FINRA has a pool of arbitrators available to hear such disputes.  The arbitrators are generally segregated into “public” and “industry” arbitrators.  Public arbitrators tend to be attorneys or retired judges or former industry professionals who had been out of the business for more than five years.  Industry arbitrators are generally those who had been in the industry within the previous five years.  Industry arbitrators can also include attorneys who represent industry parties and meet other criteria.  FINRA usually sends a list of both public an industry arbitrators, along with some background information about each arbitrator to the parties to the dispute.  The parties review the list and strike out any arbitrators they don’t like – although the number of strikes is limited.

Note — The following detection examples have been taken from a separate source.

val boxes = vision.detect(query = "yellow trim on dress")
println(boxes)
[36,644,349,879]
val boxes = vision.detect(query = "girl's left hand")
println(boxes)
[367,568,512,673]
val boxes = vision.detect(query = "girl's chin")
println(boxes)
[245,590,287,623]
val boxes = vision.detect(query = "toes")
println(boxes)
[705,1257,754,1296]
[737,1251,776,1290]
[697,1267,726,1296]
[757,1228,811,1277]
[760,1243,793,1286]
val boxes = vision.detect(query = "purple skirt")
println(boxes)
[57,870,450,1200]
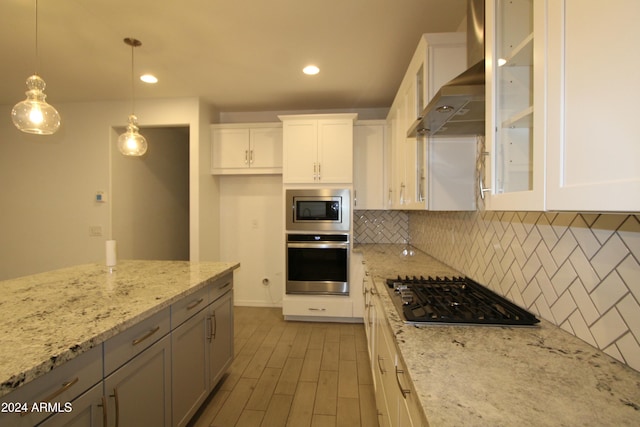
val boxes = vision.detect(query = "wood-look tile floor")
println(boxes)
[190,307,378,427]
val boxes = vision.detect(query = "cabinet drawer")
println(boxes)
[0,346,102,427]
[104,307,171,375]
[282,297,353,317]
[208,273,233,302]
[171,287,209,330]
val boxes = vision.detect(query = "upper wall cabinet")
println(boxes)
[480,0,546,210]
[387,33,476,210]
[547,0,640,212]
[211,123,282,175]
[278,113,357,184]
[488,0,640,212]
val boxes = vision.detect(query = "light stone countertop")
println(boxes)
[0,261,240,397]
[354,245,640,427]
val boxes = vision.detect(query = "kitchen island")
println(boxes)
[354,245,640,427]
[0,261,239,422]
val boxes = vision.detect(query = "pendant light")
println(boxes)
[118,37,147,157]
[11,0,60,135]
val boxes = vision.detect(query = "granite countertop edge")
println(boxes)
[0,260,240,398]
[354,244,640,427]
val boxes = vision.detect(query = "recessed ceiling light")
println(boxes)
[302,65,320,76]
[140,74,158,83]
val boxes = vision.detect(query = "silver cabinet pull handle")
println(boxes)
[478,178,491,200]
[187,298,204,310]
[98,396,107,427]
[111,387,120,427]
[207,316,213,342]
[131,326,160,345]
[396,366,411,399]
[213,311,218,340]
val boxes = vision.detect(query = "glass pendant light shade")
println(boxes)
[118,114,147,156]
[11,74,60,135]
[118,37,147,157]
[11,0,60,135]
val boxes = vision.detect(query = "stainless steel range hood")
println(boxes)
[407,0,485,137]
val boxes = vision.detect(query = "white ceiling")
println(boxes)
[0,0,466,112]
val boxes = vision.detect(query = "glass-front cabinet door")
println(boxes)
[480,0,545,210]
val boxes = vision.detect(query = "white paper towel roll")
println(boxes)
[107,240,116,267]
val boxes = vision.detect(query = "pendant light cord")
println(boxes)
[34,0,40,75]
[131,43,136,115]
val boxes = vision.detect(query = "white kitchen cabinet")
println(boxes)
[278,114,357,184]
[534,0,640,212]
[353,120,387,210]
[481,0,547,210]
[349,252,367,320]
[207,288,233,390]
[481,0,640,212]
[211,123,282,175]
[39,382,107,427]
[387,33,476,210]
[104,335,171,427]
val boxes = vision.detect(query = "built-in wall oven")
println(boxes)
[285,189,351,295]
[286,233,349,295]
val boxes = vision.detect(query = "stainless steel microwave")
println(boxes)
[285,188,351,232]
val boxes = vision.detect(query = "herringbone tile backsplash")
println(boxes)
[353,211,409,244]
[409,211,640,371]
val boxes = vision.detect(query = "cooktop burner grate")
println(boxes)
[387,276,540,325]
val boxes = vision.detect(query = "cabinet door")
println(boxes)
[427,136,477,211]
[318,120,353,184]
[171,309,209,426]
[211,128,250,169]
[353,123,386,210]
[282,120,318,183]
[547,0,640,212]
[481,0,547,210]
[374,297,398,427]
[40,382,106,427]
[104,335,171,427]
[249,127,282,169]
[208,291,233,390]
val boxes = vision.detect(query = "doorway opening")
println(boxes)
[110,126,189,260]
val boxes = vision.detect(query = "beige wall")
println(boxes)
[0,98,218,280]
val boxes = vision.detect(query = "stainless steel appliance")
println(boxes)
[285,188,351,233]
[286,234,349,295]
[387,277,540,326]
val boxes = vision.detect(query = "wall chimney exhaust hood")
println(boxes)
[407,0,485,137]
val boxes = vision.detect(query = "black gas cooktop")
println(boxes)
[387,276,540,326]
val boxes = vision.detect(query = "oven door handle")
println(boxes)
[287,243,349,249]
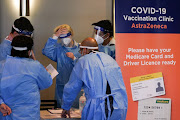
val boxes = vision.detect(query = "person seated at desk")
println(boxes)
[61,38,127,120]
[0,35,52,120]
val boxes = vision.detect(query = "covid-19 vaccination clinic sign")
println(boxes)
[114,0,180,120]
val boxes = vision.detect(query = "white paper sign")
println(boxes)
[46,64,59,79]
[138,98,171,120]
[130,72,165,101]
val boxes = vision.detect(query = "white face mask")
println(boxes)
[94,35,104,44]
[61,37,71,46]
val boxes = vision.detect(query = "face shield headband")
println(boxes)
[12,25,33,37]
[59,32,71,39]
[79,46,98,50]
[13,46,27,51]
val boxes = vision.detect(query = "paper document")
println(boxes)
[46,64,59,79]
[130,72,165,101]
[138,98,171,120]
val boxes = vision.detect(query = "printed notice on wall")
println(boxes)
[123,48,176,66]
[138,98,171,120]
[130,72,165,101]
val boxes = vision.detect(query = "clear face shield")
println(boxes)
[12,25,33,38]
[59,32,72,46]
[93,26,108,44]
[79,46,98,56]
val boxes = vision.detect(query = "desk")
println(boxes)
[40,109,81,120]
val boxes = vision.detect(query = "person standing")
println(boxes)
[61,38,127,120]
[0,17,34,61]
[0,35,52,120]
[92,20,115,59]
[42,24,81,107]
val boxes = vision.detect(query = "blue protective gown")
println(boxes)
[0,39,12,61]
[42,37,81,107]
[62,52,127,120]
[0,56,52,120]
[98,38,116,59]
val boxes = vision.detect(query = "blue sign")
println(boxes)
[115,0,180,33]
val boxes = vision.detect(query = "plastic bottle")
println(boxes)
[79,93,86,113]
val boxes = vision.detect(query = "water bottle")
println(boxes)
[79,93,86,113]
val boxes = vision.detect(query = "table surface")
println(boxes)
[40,109,81,120]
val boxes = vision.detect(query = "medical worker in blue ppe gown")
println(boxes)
[42,24,81,107]
[92,20,115,59]
[0,35,52,120]
[0,17,34,61]
[61,38,127,120]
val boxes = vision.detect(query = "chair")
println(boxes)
[40,100,57,110]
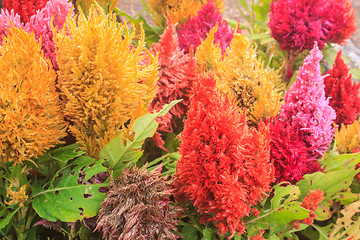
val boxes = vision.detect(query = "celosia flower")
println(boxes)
[150,17,196,131]
[196,29,283,125]
[324,51,360,126]
[25,0,72,70]
[268,0,351,51]
[335,121,360,154]
[96,166,181,240]
[280,44,336,157]
[270,118,321,184]
[177,1,234,53]
[333,0,356,44]
[175,75,273,234]
[54,6,158,158]
[0,9,24,45]
[148,0,224,26]
[0,28,66,164]
[300,189,324,225]
[3,0,49,23]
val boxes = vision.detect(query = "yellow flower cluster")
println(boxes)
[5,180,29,207]
[54,6,158,158]
[196,27,284,125]
[335,121,360,154]
[148,0,224,26]
[0,27,66,164]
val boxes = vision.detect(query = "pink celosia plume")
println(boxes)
[25,0,72,69]
[324,51,360,126]
[0,9,24,44]
[177,1,234,53]
[280,43,336,156]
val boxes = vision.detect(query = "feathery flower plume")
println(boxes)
[324,51,360,126]
[0,28,66,164]
[177,1,234,53]
[96,166,181,240]
[149,18,196,134]
[54,5,158,158]
[268,0,352,51]
[270,117,321,184]
[175,75,273,234]
[148,0,224,26]
[335,121,360,154]
[0,9,24,45]
[280,43,336,157]
[3,0,49,23]
[25,0,72,70]
[196,28,283,125]
[333,0,356,45]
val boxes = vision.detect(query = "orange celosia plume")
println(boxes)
[54,6,158,158]
[0,27,66,164]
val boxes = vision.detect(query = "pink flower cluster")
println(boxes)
[0,0,72,69]
[177,1,234,54]
[271,44,336,183]
[268,0,356,51]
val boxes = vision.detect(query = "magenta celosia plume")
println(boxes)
[177,1,234,53]
[270,117,321,184]
[3,0,49,23]
[280,43,336,156]
[25,0,72,69]
[324,51,360,126]
[175,75,273,234]
[268,0,352,51]
[0,9,24,44]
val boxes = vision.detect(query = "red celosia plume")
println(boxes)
[324,51,360,126]
[175,75,273,234]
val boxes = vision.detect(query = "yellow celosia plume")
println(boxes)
[0,27,66,164]
[54,6,158,158]
[335,120,360,154]
[148,0,224,26]
[196,26,284,125]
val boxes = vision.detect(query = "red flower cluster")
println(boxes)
[268,0,356,51]
[177,1,234,54]
[175,75,274,234]
[149,19,196,145]
[3,0,49,23]
[324,51,360,126]
[270,117,321,184]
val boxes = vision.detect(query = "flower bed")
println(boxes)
[0,0,360,240]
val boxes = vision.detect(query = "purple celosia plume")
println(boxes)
[0,9,24,44]
[25,0,72,69]
[280,43,336,156]
[177,1,234,54]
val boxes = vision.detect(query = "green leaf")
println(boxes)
[32,156,108,222]
[36,144,84,163]
[271,183,301,210]
[0,207,21,231]
[99,100,181,178]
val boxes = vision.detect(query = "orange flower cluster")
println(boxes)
[54,5,158,158]
[148,0,224,26]
[0,28,66,164]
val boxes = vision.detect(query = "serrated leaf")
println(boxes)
[329,201,360,240]
[0,207,21,231]
[37,144,84,163]
[32,156,108,222]
[271,183,301,210]
[99,100,181,178]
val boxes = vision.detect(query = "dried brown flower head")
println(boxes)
[96,166,181,240]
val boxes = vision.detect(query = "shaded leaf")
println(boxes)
[32,157,108,222]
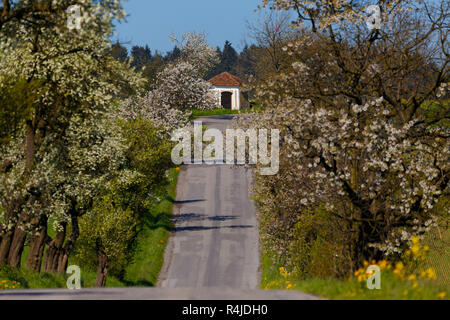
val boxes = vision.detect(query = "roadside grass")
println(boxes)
[0,266,125,290]
[189,105,260,120]
[261,252,449,300]
[125,169,178,286]
[0,168,178,290]
[423,210,450,286]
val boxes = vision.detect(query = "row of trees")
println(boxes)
[0,0,216,285]
[238,0,450,277]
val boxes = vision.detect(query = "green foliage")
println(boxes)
[121,119,173,192]
[74,119,172,279]
[0,266,125,291]
[125,169,178,286]
[75,200,138,277]
[261,249,449,300]
[0,78,41,143]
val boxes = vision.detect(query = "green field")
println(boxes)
[125,169,178,286]
[0,169,178,290]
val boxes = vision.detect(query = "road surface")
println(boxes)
[0,116,316,300]
[159,116,259,289]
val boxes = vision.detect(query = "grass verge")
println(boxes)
[125,169,178,286]
[0,169,178,290]
[189,109,239,120]
[261,248,449,300]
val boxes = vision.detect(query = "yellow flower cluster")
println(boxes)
[0,280,20,290]
[264,267,295,290]
[350,260,392,282]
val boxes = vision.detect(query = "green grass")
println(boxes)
[423,215,450,285]
[125,169,178,286]
[261,252,449,300]
[0,266,125,290]
[0,169,178,290]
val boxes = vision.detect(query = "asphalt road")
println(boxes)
[159,117,259,289]
[0,116,316,300]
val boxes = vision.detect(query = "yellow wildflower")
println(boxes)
[437,291,447,299]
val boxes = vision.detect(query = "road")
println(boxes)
[159,116,259,289]
[0,116,316,300]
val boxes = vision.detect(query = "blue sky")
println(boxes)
[113,0,261,53]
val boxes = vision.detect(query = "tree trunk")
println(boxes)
[57,211,80,273]
[26,216,47,273]
[0,231,14,267]
[95,250,108,288]
[8,227,27,268]
[42,222,67,272]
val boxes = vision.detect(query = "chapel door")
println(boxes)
[222,92,233,109]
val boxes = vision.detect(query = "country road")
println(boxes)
[0,116,317,300]
[159,117,259,289]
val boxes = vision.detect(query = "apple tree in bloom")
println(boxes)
[243,0,450,274]
[0,0,142,270]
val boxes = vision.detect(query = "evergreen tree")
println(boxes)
[131,45,152,71]
[111,41,128,62]
[164,46,181,62]
[220,40,239,72]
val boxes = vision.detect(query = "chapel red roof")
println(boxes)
[208,72,242,87]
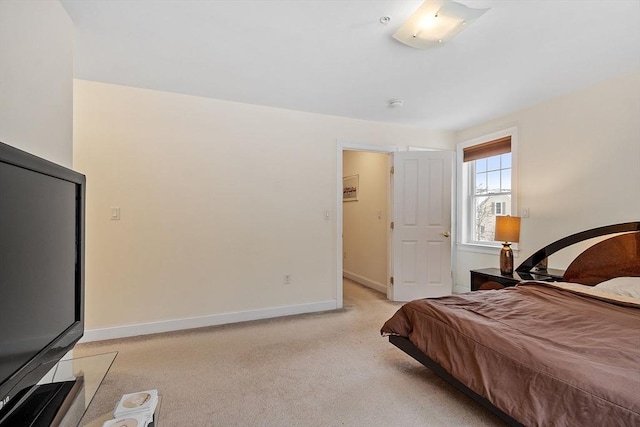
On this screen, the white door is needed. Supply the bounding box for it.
[387,151,454,301]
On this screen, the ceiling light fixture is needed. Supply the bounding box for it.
[393,0,489,49]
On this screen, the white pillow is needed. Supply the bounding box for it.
[595,277,640,298]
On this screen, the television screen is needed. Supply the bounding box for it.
[0,143,85,420]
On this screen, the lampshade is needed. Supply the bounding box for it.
[495,216,520,243]
[393,0,488,49]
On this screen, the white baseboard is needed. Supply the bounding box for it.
[342,270,387,295]
[80,301,337,343]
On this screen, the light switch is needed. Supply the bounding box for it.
[111,208,120,221]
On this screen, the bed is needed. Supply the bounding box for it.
[381,222,640,426]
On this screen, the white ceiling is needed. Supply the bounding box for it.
[62,0,640,130]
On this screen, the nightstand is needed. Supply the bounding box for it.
[471,268,564,291]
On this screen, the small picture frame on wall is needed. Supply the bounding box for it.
[342,175,359,202]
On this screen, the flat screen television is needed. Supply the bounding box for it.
[0,142,86,424]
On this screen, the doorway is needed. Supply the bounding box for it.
[336,142,398,308]
[336,142,454,308]
[342,150,390,295]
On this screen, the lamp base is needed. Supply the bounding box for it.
[500,242,513,275]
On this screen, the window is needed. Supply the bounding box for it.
[458,128,516,251]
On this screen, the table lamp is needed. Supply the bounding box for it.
[495,216,520,274]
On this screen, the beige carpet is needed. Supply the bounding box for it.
[75,280,503,427]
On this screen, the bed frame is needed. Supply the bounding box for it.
[389,221,640,426]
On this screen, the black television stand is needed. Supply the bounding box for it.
[3,377,84,427]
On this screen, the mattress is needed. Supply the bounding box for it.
[381,282,640,426]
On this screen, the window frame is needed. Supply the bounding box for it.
[456,126,518,254]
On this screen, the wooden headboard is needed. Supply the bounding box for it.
[516,221,640,285]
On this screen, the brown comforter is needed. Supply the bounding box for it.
[381,283,640,426]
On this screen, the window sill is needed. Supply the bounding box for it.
[456,243,520,258]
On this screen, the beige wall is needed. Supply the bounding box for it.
[0,0,73,167]
[454,72,640,291]
[342,151,389,295]
[74,81,453,338]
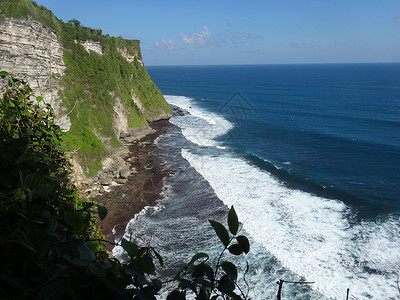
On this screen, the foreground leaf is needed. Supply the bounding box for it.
[208,220,229,247]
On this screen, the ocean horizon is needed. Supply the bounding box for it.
[114,63,400,299]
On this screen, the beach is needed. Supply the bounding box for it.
[93,120,171,250]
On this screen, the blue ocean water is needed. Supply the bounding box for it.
[116,64,400,300]
[149,64,400,218]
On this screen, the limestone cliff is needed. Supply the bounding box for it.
[0,18,71,130]
[0,0,172,176]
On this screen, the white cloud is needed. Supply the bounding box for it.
[180,26,211,46]
[289,43,315,49]
[228,31,261,45]
[156,39,179,50]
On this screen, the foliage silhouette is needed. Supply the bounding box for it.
[0,72,249,299]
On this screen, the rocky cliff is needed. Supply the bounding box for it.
[0,0,172,180]
[0,18,71,130]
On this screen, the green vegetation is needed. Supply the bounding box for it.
[0,72,250,300]
[0,0,170,176]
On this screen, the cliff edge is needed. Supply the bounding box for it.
[0,0,172,180]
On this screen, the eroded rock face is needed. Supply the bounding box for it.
[0,18,71,130]
[82,41,103,55]
[118,48,143,66]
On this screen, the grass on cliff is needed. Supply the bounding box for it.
[0,0,170,176]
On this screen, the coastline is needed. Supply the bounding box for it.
[93,120,171,251]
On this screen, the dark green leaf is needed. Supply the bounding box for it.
[208,220,229,247]
[0,71,11,77]
[167,290,186,300]
[192,264,214,280]
[75,240,96,261]
[96,204,108,220]
[36,279,72,300]
[121,239,139,258]
[133,256,156,275]
[228,244,243,255]
[221,261,237,281]
[228,206,239,235]
[24,174,40,189]
[236,235,250,254]
[189,252,209,265]
[218,275,235,294]
[177,278,196,293]
[149,279,162,295]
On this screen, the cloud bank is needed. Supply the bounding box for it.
[156,39,179,50]
[180,26,211,46]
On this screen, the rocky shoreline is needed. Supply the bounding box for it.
[88,120,171,250]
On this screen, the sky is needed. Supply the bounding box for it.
[36,0,400,65]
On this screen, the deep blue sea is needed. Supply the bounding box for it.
[115,64,400,299]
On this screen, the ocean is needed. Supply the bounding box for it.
[114,64,400,299]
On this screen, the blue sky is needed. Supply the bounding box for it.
[36,0,400,65]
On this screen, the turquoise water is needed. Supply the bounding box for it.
[115,64,400,300]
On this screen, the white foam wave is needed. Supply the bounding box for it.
[165,95,233,147]
[182,149,400,299]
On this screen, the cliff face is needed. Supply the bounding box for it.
[0,18,71,130]
[0,0,172,176]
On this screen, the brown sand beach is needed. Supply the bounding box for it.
[93,120,171,250]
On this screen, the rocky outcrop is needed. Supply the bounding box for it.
[0,14,172,192]
[118,48,143,66]
[81,41,103,55]
[0,18,71,130]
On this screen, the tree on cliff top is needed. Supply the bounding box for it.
[0,72,250,300]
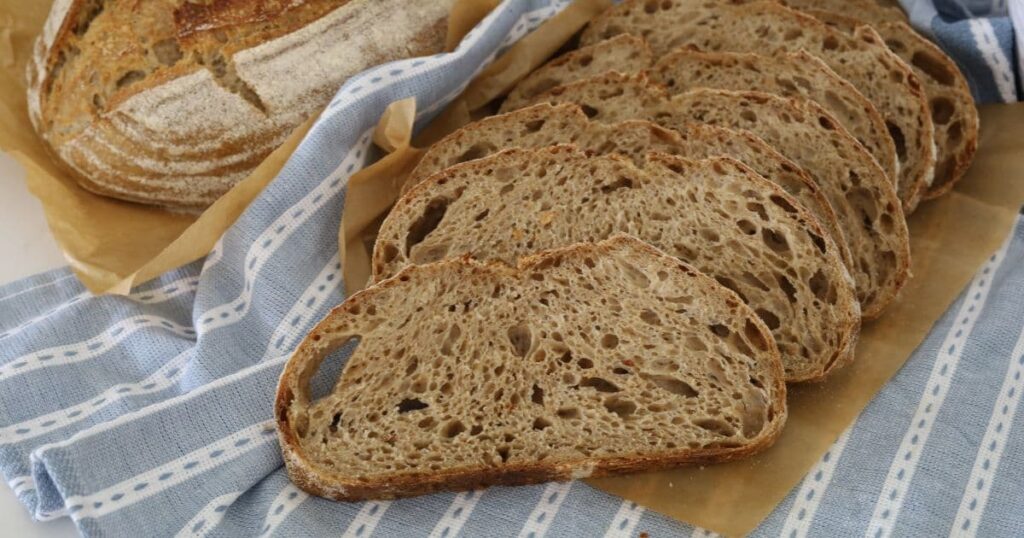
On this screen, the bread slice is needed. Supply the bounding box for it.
[539,73,910,319]
[501,34,654,112]
[402,104,853,263]
[788,5,979,198]
[581,0,935,212]
[274,237,786,501]
[373,146,860,381]
[501,38,899,189]
[649,49,899,185]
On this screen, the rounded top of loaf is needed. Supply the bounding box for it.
[29,0,451,208]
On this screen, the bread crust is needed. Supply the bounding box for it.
[274,236,786,501]
[28,0,452,209]
[787,5,979,200]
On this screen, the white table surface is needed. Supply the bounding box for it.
[0,153,77,538]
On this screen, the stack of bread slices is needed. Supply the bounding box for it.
[276,0,978,500]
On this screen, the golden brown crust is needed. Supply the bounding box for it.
[29,0,451,208]
[274,236,786,501]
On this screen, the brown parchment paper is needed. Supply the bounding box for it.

Now, FINRA is apparently considering changing the rules to make it much more difficult for former industry participants and lawyers to be designated as “public” arbitrators.  It is important because having someone from the industry on your panel, assuming you are a claimant, may be a problem.  Some former industry arbitrators may still have certain biases or skewed beliefs or perceptions that cause claimant to start the case with an unfair disadvantage.  Indeed, if two of the three arbitrators already believe most cases like yours are baseless or frivolous at the outset of the case – claimant is in a position of having to dig himself or herself out of a deep hole.  An important key to success in arbitration hearings is to select an unbiased panel of arbitrators to hear your case.  You want the arbitration panel to have an open mind and withhold judgment until the case is heard.  Keep in mind, arbitration is like the wild west in many respects.  Arbitrators do not have to follow the law.  In fact, they really need not follow anything.  They usually do what they (subjectively) feel is right.

So this is good news.  If FINRA does make the change to the qualifications for arbitrators to be designated as “public” arbitrators, that will be one more step to evening out the arbitration playing field.